So here’s my pizza dough recipe for you. The dough freezes really well so make extra and freeze in portioned balls of 200g.  Make the dough, prove, then portion the dough out into 200g balls, cover and allow to prove for a further 30 minutes to an hour. Ensure the dough is covered so no skin is formed externally.

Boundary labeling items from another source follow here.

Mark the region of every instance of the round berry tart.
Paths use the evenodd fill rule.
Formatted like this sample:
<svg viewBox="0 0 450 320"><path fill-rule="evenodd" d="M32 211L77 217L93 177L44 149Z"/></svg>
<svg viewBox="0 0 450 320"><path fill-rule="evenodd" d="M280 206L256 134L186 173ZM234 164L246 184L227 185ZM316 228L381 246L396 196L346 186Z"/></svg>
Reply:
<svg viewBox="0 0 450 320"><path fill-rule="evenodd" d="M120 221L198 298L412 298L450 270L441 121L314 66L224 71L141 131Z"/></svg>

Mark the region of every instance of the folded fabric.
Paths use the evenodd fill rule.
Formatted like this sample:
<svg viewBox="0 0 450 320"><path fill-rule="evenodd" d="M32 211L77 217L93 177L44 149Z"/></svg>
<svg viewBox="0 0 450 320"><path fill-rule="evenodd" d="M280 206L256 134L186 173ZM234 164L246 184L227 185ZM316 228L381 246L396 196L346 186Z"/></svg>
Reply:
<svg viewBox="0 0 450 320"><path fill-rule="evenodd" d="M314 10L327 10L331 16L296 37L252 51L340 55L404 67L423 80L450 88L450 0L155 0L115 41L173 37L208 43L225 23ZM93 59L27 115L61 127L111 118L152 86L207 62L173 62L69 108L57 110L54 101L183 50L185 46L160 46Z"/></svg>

Pizza dough… Recipe taken from ‘Southern Italian Family Cooking’

 

Preparation time: 1 hour 20 minutes                                     Makes: 6 large pizzas

900g 00 flour

10g salt

14g dried yeast or 7g fresh

550ml tepid water (see note below)

5 tbsp. Filippo Berio Extra Virgin Olive Oil

 

  1. Use a mixer with a dough hook attachment if you have one, if not a large bowl will work just fine.
  2. Tip the yeast sachets into room temperature water and stir. This will slowly activate the yeast.
  3. Into a large bowl add the flour and sprinkle the salt onto one side. Make a well in the center and add the Filippo Berio oil.
  4. Slowly add the water into the center of the well, a little at a time. Use a wooden spoon initially or use your hands to mix in the water, it may be a little messy but you are able to feel the consistency as you go.
  5. Tip the dough out on to a floured surface and knead for approximately 7-10 minutes. The dough should be soft, smooth and spring back when push with the tips of your fingers.
  6. Place the dough into a lightly oiled bowl with a little flour on top. Lay a damp tea towel over the bowl and position in a warm area of the kitchen and leave to prove.
  7. The dough will need to prove for at least 1 hour 30 minutes however the longer the dough has to prove the better, it develop a wonderful flavour.

 

Carmela’s tip: I use the milky water from the fresh mozzarella bags to add in replace of the tap water to the dough.  It’s full of flavour and no waste at all, my mother has been doing this for years and also uses the milk from excess ricotta.  If the water or mozzarella milk is warm the proving will be accelerated, however I recommend tepid water and a slightly longer prove, to allow the flavour to develop in the dough.